Why do we grow corn? I mean, I don’t eat a whole lot of corn on the cob. Do we really need that much? It’s a fair question, for indeed worldwide, we grow a ton of corn. More than a ton, in fact, much more. 700 million metric tons according to recent UN figures, with about 300 million metric tons of it grown right here in the USA. It is, by a considerable margin, the world’s most popular grain.
But the question is: why? One answer is because corn delivers up more calories per acre than any other grain, indeed any other food or feed crop. With today’s high-yield farming techniques a single acre of planted corn can yield over ten thousand pounds of food. And that’s amazing, no matter what you think of conventional farming. Corn is also easy to grow. Sure it has a low tolerance for cold, but it’s hardy, can get by without terribly much water, and is relatively undemanding of the soil it’s grown in. In fact just three percent of what makes up a corn plant comes from the soil. The other 97%, if you include water, comes literally out of thin air. No wonder then that corn has been such a boon to starving regions of the world. It is truly the greatest of all of the agricultural gifts that the New World gave to the old.

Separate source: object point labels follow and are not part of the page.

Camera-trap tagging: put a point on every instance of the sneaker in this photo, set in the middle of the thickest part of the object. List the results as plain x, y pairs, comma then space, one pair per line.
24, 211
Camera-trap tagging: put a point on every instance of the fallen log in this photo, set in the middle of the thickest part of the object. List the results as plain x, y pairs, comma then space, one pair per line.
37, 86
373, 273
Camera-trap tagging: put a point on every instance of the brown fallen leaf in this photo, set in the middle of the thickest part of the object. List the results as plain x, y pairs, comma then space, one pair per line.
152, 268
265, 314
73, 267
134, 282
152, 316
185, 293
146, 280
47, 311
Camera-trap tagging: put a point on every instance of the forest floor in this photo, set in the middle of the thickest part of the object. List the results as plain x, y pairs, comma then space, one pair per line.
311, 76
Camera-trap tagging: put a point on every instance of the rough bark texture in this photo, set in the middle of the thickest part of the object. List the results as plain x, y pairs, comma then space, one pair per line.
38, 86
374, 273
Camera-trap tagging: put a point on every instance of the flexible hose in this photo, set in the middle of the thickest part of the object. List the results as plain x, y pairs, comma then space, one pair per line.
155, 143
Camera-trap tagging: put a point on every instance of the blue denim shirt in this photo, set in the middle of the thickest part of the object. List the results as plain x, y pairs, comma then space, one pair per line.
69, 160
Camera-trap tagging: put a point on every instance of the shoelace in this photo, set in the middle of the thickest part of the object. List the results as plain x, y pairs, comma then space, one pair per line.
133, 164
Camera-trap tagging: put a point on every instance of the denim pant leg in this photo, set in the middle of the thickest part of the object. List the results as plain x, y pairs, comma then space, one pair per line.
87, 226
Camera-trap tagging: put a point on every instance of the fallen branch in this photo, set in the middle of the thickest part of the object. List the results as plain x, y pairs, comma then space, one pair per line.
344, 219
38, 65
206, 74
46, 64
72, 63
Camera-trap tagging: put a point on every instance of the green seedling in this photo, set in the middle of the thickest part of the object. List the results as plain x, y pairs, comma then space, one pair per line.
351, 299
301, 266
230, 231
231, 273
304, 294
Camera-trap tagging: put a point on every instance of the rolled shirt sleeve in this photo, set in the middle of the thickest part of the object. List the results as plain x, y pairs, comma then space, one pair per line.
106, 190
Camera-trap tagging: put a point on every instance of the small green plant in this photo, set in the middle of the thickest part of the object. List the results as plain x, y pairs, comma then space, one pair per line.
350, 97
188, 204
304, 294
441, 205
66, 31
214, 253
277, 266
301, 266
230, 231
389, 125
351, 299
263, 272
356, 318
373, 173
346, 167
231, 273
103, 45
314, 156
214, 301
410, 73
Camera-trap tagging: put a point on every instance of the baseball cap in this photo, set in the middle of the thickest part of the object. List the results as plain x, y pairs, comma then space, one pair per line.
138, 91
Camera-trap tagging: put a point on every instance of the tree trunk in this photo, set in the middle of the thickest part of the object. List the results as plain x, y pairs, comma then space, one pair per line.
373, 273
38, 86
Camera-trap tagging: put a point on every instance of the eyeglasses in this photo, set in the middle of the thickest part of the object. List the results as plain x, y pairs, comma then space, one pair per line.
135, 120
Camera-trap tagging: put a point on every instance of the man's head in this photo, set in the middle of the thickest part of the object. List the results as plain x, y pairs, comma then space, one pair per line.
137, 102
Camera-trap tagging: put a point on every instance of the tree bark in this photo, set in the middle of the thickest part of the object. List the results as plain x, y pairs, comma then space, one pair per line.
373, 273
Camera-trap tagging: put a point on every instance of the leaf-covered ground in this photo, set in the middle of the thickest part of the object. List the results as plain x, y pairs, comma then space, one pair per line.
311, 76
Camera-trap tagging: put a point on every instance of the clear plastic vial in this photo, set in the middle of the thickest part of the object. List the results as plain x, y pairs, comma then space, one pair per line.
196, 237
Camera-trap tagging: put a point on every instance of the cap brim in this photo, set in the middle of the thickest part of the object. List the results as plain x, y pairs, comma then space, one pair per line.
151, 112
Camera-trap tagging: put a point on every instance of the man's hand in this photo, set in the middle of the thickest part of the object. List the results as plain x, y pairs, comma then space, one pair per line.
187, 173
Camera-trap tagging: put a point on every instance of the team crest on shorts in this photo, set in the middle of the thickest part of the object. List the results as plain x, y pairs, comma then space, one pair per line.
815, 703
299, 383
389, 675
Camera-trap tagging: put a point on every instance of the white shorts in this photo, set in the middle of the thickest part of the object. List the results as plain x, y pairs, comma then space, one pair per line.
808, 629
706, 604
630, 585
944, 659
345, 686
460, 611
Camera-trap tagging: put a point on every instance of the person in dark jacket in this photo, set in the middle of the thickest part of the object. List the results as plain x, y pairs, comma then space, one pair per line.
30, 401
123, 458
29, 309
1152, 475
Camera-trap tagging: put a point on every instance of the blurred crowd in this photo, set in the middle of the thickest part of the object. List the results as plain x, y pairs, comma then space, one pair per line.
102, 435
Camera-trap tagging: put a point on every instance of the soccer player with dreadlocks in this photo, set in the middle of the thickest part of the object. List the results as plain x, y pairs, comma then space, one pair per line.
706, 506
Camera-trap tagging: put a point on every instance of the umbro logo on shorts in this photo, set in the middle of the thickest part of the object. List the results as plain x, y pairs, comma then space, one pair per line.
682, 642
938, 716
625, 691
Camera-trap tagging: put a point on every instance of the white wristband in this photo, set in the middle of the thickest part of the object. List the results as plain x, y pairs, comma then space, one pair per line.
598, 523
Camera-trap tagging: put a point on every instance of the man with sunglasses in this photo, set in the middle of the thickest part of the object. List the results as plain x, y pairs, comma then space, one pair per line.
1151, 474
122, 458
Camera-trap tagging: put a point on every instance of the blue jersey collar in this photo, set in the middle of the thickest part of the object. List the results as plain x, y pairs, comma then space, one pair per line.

So OK then, corn is a prolific, easy-to-grow calorie producer. Does it have anything else going for it? Indeed so. For it is a cereal grain, and as longtime readers of Joe Pastry know, cereal grains are rich repositories of starch, which they store in almost completely pure form in the region of the kernel known as the endosperm. So what’s so great about starch? you may ask. Well as you may recall from other posts on the subject, starches (a.k.a. carbohydrates) are long-chain molecules made from simple sugars. In their natural state they have hundreds of possible uses. Dissected into their component parts, they have literally thousands more, as Mr. Pollan so eloquently summarizes in Omnivore’s Dilemma:
Read the ingredients on the label of any processed food, and provided you know the chemical names it travels under, corn is what you’ll find. For modified or unmodified starch, for glucose syrup and maltodextrin, for crystalline fructose and ascorbic acid, for lecithin and dextrose, lactic acid and lysine, for maltose and HCFS, for MSG and polyols, for the caramel color and xanthan gum, read: corn. Corn is in the coffee whitener and Cheese Whiz, the frozen yogurt and TV dinner, the canned fruit and ketchup and candies, the soups and snacks and cake mixes, the frosting and gravy and frozen waffles, the syrups and hot sauces, the mayonnaise and mustard, the hot dogs and bologna, the margarine and shortening, the salad dressing and the vitamins and even the vitamins. (Yes, it’s in the Twinkie, too.) There are some forty-five thousand items in the average American supermarket and more than a quarter of them now contain corn. This goes for the nonfood items as well: Everything from toothpaste and cosmetics to the disposable diapers, trash bags, cleaners, charcoal briquettes, matches and batteries, right down to the shine on the cover of the magazine that catches your eye by the checkout: corn…in the vegetable wax that gives the cucumbers their sheen, in the pesticide responsible for the produce’s perfection, even in the coating on cardboard it was shipped in. Indeed the supermarket itself—the wallboard and joint compound, the linoleum and fiberglass and adhesives out of which the building itself has been built—is in no small measure a manifestation of corn.
Pollan clearly hopes his readers will find this shocking. Rather counter-intuitive for a fellow you’d think would be into renewables. I mean, what would he prefer these items — most of which we all need or use to some degree in our lives — were made from, petrochemical derivatives? In fact the more you dig into this passage, the more you get the distinct impression that the big problem Mr. Pollan has is with modernity itself. But more on that later.
Speaking for myself, I find nothing objectionable here and everything commendable, just more examples of human ingenuity at work. Does that mean I’m some sort of unhinged processed food fanatic? No. Am I in love with military-industrial complex? No. Am I going to go and try to literally eat my corner grocery store? No. However it does mean that I stand in thrall at how amazingly useful and versatile a thing like a starch molecule can be. And while starches of various types can be harvested from a wide variety of plants, nowhere can they be had as abundantly and economically as they can in a kernel of corn.